Le président ukrainien Volodymyr Zelenskiy a annoncé vendredi un ambitieux objectif industriel : produire entre 500 et 1 000 drones intercepteurs par jour afin de renforcer la défense aérienne du pays face aux attaques russes persistantes. Lors d’une visite dans une usine spécialisée dans la fabrication de ces dispositifs, il a souligné leur rôle crucial dans la protection des villes ukrainiennes contre les vagues de drones d’attaque envoyées par Moscou.

Dans son allocution vidéo nocturne, Zelenskiy a précisé qu’un plan de production avait été officiellement approuvé, assorti d’un calendrier de mise en œuvre rigoureux. « Chaque responsable impliqué est personnellement responsable de sa réalisation », a-t-il insisté, témoignant de la volonté des autorités ukrainiennes d’accélérer leur autonomie en matière de défense technologique.

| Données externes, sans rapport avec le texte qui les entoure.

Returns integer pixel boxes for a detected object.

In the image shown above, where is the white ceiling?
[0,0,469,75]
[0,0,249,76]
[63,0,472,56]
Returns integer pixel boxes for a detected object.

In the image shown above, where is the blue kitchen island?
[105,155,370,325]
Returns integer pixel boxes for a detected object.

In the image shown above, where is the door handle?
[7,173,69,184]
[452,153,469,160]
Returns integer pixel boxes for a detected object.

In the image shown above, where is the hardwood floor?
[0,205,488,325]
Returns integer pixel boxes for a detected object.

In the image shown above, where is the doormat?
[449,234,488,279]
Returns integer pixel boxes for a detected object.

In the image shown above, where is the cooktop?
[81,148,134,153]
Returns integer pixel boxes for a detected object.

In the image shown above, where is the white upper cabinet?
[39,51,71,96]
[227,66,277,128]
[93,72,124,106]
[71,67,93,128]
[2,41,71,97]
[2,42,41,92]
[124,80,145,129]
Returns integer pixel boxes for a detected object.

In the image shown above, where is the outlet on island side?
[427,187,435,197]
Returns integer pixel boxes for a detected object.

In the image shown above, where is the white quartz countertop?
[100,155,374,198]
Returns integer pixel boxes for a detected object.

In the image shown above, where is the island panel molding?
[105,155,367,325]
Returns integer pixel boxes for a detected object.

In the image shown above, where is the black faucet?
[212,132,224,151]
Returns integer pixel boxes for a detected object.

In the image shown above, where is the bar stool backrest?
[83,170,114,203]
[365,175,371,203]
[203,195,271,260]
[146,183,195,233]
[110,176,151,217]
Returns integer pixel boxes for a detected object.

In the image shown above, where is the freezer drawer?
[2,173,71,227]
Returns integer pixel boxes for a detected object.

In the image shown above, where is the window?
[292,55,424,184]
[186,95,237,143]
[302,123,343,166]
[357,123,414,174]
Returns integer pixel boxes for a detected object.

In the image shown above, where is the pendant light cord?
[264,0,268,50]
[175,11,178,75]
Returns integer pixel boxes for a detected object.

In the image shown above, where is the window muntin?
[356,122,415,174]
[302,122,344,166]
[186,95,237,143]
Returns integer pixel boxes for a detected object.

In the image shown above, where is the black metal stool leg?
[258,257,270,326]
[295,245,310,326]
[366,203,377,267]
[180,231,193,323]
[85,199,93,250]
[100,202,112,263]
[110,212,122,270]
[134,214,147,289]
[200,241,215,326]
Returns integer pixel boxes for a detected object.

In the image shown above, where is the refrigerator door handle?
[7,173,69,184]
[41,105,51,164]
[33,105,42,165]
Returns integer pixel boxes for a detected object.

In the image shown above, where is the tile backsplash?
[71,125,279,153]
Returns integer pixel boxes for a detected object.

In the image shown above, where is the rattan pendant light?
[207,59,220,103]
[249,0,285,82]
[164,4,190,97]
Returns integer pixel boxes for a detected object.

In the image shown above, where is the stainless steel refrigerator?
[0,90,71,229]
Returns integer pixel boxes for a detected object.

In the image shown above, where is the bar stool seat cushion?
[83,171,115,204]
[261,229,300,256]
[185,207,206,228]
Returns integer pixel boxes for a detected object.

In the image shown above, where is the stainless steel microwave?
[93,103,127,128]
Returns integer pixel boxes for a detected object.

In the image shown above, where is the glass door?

Le président a également évoqué l’entrée en fonction du nouveau ministre de la Défense, Denys Shmyhal, qui aurait, selon lui, sécurisé une aide étrangère permettant d’assurer un approvisionnement stable en armes destinées aux forces armées ukrainiennes. Bien qu’aucun pays donateur n’ait été explicitement mentionné, le soutien occidental reste un pilier stratégique de l’effort de guerre ukrainien.

Dans un contexte de guerre d’usure où les drones jouent un rôle de plus en plus central, Kiev mise sur le développement massif de ces engins pour intercepter les appareils ennemis avant qu’ils n’atteignent les zones urbaines. Zelenskiy avait déjà souligné, plus tôt en juillet, l’efficacité croissante de ces intercepteurs dans la neutralisation des attaques russes.

La montée en puissance de la production de drones intercepteurs marque une nouvelle étape dans la militarisation technologique de l’Ukraine, qui cherche à compenser son infériorité aérienne face à la puissance de feu russe. En internalisant cette capacité, le pays espère à la fois renforcer son autonomie stratégique et alléger sa dépendance vis-à-vis des livraisons d’armement étrangères.

Cette annonce intervient alors que la guerre, qui dure depuis plus de trois ans, s’enlise sur plusieurs fronts, et que la reconstruction du pays, abordée lors d’une conférence internationale à Rome, ne peut se concrétiser tant que les menaces aériennes pèsent sur les infrastructures civiles.